Aktuell leben bei uns über 50 Landschildkröten, 40 Wasserschildkröten, Bartagamen, ein Chamäleon und viele Schlangen. Fast alles sind Fundtiere oder Tiere, die wegen schlechter Haltung von Amtswegen beschlagnahmt wurden. Und jedes Jahr werden es mehr. Dabei ist eine artgerechte Haltung in einem Tierheim nahezu unmöglich. Land-Schildkröten brauchen ein Freigehege mit einem UV durchlässigen Frühbeet. Dann noch Heizstrahler und Matten für eine gesicherte Winterstarre. Viele Wasserschildkröten brauchen einen Teich und sollten nicht in einem Miniaquarium ihr Leben fristen müssen. Frauchen wird es ganz bange wenn Sie daran denkt, wie das weitergeht. Es wäre toll wenn ihr jemanden wisst, der z.B. in seinem Garten ein Schildkrötengehege bauen kann oder einen Teich hat, in dem vielleicht ein oder zwei Wasserschildkröten aufgenommen werden könnten.
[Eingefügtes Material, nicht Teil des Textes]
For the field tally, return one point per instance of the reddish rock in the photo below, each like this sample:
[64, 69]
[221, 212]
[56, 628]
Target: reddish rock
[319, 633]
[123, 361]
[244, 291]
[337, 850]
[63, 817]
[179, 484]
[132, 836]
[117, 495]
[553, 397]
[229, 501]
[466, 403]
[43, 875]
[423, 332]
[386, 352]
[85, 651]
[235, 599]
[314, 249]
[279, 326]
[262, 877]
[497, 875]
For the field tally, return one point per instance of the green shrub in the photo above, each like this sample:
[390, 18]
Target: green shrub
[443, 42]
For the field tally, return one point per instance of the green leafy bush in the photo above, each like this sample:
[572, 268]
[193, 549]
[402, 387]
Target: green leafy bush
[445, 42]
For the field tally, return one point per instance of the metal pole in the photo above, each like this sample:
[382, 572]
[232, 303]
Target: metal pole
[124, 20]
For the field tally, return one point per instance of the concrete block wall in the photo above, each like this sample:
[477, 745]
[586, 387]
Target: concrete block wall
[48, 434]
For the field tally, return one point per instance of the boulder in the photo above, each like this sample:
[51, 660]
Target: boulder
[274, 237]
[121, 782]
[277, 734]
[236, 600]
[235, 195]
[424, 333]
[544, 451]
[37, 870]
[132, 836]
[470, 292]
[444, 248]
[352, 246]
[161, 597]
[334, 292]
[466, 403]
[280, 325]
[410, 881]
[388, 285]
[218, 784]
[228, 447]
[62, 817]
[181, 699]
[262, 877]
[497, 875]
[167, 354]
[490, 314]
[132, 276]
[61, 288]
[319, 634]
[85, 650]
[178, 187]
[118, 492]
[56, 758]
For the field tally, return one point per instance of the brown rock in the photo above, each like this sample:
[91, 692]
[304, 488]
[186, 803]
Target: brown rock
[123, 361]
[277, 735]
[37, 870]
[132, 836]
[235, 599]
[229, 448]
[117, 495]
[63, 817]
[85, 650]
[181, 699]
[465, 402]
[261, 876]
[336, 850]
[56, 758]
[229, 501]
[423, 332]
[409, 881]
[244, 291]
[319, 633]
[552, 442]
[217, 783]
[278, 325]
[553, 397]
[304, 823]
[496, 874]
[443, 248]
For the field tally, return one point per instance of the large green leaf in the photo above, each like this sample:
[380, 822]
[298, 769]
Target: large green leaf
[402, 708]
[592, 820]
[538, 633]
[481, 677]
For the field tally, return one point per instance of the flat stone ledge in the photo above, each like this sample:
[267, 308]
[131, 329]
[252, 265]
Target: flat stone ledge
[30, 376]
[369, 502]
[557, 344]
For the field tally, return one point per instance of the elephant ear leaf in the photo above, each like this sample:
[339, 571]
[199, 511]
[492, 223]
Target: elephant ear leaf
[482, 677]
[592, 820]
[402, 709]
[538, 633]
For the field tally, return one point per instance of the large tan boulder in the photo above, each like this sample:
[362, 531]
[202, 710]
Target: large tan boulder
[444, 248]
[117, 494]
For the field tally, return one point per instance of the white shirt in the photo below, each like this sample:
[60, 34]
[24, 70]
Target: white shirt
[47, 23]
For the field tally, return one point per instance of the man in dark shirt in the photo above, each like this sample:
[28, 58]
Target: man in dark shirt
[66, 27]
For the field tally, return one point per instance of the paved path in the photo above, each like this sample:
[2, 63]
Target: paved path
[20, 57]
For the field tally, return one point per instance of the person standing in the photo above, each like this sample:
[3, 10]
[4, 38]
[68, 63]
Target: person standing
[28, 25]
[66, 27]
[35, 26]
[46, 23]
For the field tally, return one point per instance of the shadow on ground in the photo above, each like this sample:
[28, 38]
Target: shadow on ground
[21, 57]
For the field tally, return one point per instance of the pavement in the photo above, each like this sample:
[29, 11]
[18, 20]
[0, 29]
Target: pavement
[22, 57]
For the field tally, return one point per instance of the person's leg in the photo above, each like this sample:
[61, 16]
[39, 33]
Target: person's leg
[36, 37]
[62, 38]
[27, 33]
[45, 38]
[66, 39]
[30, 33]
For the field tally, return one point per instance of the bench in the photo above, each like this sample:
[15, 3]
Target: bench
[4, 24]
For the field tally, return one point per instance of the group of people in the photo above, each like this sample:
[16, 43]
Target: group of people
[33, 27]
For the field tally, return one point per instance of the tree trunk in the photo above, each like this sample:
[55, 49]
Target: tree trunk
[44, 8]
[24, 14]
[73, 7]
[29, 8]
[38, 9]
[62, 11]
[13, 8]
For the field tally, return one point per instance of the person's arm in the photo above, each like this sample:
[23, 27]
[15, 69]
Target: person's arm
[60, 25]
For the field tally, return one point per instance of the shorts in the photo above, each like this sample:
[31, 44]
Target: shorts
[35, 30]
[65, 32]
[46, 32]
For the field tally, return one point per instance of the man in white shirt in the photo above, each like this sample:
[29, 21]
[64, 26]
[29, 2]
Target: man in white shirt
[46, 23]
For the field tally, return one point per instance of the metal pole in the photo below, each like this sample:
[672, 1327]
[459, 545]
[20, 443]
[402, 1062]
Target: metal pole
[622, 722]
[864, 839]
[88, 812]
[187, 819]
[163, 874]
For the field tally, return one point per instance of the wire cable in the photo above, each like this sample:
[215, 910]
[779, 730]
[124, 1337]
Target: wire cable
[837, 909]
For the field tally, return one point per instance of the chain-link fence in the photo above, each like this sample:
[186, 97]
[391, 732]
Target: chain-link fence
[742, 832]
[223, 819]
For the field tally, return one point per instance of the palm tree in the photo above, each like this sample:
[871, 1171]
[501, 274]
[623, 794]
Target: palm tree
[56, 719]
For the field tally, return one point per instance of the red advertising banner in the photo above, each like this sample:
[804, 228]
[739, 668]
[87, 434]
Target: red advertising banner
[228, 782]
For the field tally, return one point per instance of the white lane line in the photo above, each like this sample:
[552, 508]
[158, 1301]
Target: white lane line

Denn in Baden-Württemberg gibt es leider keine Reptilienstation, wie zum Beispiel in anderen Bundesländern. Zudem sind die Vorgaben bezüglich der Vermittlung, aus artenschutzrechtlichen Gründen, nicht immer einfach. Aber machbar! Also überlegt bitte, wie ihr uns da unterstützen könntet. Jede Hilfe wird dankend angenommen. Auch eine finanzielle Unterstützung hilft, diese schwierige Aufgabe zu bewältigen.
Dezember 2020
Der Coronavirus tobt immer noch. Auch unser Weihnachtsbazar ist der Pandemie zum Opfer gefallen. Wir mussten auch dieses, für uns so wichtige Fest, absagen. Wer hätte gedacht, dass dieses Jahr 2020 unser aller Leben auf den Kopf stellt. Frauchen sagt, es kann nur noch besser werden. Sie ist eben ein hoffnungsloser Optimist. Aber ohne eine RIESENGROSSE Portion Optimismus könnte sie und ihre vielen Kollegen, samt allen ehrenamtlichen Helfern, die wichtige Arbeit im Tierheim gar nicht bewältigen. Und diesen Optimismus teile ich mit meinem Frauchen. Bleibt gesund und uns treu verbunden. Bis zum nächsten Mal.